Anwari, who uses only one name, burst into tears when asked who he was waiting for outside the hospital.

"Don't ask me about my daughter ... She is still missing," Anwari said, between sobs. "Please don't ask me ... it reminds me of her." He was too distraught to say anything more.

With communications and power supplies still down in many areas, fuel was being rationed to focus on locating the missing.

Twenty-eight tons of supplies, including water, medicine and basic food provisions, were flown into regional airports to be distributed to the needy. Aid workers handed tents to some of the tens of thousands of people made homeless, disaster management spokesman Kardono said.
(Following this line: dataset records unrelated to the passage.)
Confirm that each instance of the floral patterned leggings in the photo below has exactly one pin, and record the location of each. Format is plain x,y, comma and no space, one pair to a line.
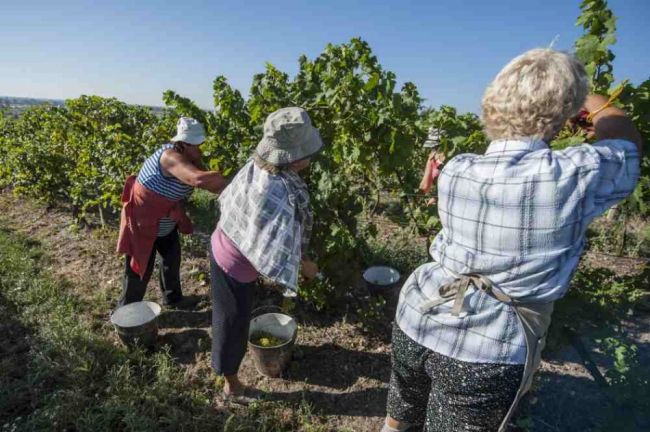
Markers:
441,394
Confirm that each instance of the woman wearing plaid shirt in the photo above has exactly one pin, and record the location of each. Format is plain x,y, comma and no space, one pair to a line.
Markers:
264,229
513,229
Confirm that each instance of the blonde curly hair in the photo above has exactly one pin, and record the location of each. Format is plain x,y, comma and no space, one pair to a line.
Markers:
534,95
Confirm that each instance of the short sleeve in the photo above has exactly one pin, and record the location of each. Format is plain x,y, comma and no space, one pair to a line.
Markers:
618,172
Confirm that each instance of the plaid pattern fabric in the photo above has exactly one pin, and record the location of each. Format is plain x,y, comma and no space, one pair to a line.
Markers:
269,220
518,215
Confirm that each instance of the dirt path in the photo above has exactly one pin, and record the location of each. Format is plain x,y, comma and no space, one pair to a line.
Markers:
340,370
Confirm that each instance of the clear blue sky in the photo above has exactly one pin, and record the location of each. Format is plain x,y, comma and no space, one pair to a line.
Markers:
134,50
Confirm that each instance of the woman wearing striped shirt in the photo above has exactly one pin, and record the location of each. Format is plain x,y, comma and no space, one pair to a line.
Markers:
152,208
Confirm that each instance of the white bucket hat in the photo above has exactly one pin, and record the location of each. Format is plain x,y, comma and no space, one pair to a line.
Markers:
189,131
288,137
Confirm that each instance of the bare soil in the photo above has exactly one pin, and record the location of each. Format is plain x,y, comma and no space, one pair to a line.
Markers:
342,370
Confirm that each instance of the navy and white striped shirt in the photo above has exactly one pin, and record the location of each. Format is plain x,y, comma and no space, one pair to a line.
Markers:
517,214
151,177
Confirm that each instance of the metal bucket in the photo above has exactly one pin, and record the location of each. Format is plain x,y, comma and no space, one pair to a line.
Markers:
381,279
137,323
271,361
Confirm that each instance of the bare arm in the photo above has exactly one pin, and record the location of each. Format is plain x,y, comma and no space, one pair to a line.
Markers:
175,164
612,122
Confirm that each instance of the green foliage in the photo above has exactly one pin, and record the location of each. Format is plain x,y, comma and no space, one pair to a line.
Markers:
80,153
36,155
59,373
371,131
592,48
109,141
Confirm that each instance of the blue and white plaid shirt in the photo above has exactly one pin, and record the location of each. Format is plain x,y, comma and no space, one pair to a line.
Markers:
518,215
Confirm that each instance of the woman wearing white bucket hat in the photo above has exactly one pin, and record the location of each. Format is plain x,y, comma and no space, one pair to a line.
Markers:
264,229
152,214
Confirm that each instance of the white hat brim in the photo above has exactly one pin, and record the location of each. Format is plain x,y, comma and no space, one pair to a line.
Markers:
190,139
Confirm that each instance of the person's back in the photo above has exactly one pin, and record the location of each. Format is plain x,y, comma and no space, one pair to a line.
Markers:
470,325
519,213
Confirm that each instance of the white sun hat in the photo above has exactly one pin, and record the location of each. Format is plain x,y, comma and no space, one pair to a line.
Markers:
189,131
288,137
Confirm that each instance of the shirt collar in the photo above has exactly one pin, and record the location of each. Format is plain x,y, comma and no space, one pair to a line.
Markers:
516,145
Russia sent two planeloads of supplies, along with doctors and nurses to treat the seriously injured.

Also donating millions of dollars in aid and financial assistance were governments and charities of Australia, Britain, China, Germany, Japan, the European Union, Malaysia, Singapore, South Korea, Switzerland, Denmark and the United States, Indonesian officials said.

President Barack Obama, who spent part of his childhood in Indonesia, pledged to support earthquake recovery efforts there, as well as provide assistance to the South Pacific countries of Samoa and American Samoa, which were hit by a deadly tsunami Tuesday. The United States pledged $3.3 million in immediate assistance to Indonesia.

Indonesia sits on a major geological fault zone and experiences dozens of quakes every year. Wednesday's quake originated on the same fault line that spawned the 2004 Asian tsunami that killed 230,000 people in a dozen nations.

It was the deadliest since May 2006, when more than 3,000 people died in the city of Yogyakarta.

Finance Minister Sri Mulyani said the government has allocated $25 million for a two-month emergency response. She said the earthquake will seriously affect Indonesia's economic growth, because West Sumatra is a main producer of crude palm oil.